On teaching literature (1)

March 19, 2014

I’ve been retired for about three years now, and I still miss teaching literature to school students. I have been thinking about what, exactly, it has all meant for me.

I hoovered books up as a child; I read my sisters’ library books as well as my own, often went daily to get new books, and by the age of eleven was allowed (by special dispensation) to access the adults’ library, as I’d exhausted the children’s section. In those innocent years, reading was about plot, the excitement of the story, and wanting to find out how it ended. And there was a gut response – liking, enjoyment, rushing off for the next book by a particular author.

At a certain point I discovered re-reading, and what that can bring: not being plot-driven, because I knew how the story ended, I could read in a different way and notice things I’d missed out on first time around. When I came to teach, I discovered that many students never re-read books and couldn’t imagine why on earth one might want to; those who did re-read shared the same new joys as I did, and through teaching literature, often for examination, I was able to introduce students to the joys of second and third and n-th time around.
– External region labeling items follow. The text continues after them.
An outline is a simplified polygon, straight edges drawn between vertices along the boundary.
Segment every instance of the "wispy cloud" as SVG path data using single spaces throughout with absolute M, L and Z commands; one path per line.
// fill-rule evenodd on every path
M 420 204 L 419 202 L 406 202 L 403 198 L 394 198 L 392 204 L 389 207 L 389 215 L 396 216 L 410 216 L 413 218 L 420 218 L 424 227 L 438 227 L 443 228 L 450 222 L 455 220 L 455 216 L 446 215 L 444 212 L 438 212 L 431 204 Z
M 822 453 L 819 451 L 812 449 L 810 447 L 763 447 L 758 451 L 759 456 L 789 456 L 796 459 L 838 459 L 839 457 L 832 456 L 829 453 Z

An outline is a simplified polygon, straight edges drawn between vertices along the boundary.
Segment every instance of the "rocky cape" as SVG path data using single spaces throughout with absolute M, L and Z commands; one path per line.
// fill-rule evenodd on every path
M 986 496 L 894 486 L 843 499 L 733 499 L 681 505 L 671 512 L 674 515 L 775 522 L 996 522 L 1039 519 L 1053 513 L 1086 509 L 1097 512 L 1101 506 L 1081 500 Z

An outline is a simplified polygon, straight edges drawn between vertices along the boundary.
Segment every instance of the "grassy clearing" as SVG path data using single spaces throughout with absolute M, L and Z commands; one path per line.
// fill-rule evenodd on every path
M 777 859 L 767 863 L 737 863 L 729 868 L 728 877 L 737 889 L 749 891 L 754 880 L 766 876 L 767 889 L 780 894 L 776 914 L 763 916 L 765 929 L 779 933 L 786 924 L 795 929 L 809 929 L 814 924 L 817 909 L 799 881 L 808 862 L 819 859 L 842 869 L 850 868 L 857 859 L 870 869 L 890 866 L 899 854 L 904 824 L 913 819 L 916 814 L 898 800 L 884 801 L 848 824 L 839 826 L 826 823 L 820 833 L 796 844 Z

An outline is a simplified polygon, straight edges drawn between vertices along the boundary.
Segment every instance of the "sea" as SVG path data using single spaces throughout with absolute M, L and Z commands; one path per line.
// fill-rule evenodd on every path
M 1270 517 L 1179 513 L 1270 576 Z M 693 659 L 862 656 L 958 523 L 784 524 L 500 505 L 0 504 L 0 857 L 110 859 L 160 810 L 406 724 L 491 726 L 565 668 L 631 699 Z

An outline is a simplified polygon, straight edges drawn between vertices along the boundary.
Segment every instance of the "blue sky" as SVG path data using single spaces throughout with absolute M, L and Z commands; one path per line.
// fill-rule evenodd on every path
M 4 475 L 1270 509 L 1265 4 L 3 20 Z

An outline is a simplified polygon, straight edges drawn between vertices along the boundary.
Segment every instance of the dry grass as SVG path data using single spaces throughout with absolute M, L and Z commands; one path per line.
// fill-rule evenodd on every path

This is where I reach the core of teaching and learning, in the world of literature. You have to look in close detail; you have to seek out things you might no otherwise notice and you have to analyse and make judgements about plot, character and themes in a text. You have to look closely at how a writer uses language, how s/he can manipulate the reader, how any novel is, in fact and obviously, a construct from start to finish, made up by the writer (a fiction, for etymologists out there), who makes choices all along the way about plot and character and language.

From all of this I always felt, and I think students agreed, one enjoyed a deeper and richer encounter with a text. And yet there was always a lurking suspicion that all the analysis, the deconstruction and interrogation of a text, took away from its magic, the spontaneity of enjoyment per se, the potential for escape in a good read… however you put it. There is truth in this, and, for me, the gains outweigh the losses. I’m sure I have never read a novel with those innocent child’s eyes since I began to study literature. When I taught analysis of poetry, there was usually the opportunity at the end of a lesson, to re-read a poem one final time and try and allow it to be just the poem, pulling it together after all the analysis.

In the end, I feel that the study of literature provides a toolkit which one can retain through one’s life, which allows one to get more from one’s reading, if one wants to, and allows one to share more of the enjoyment with others.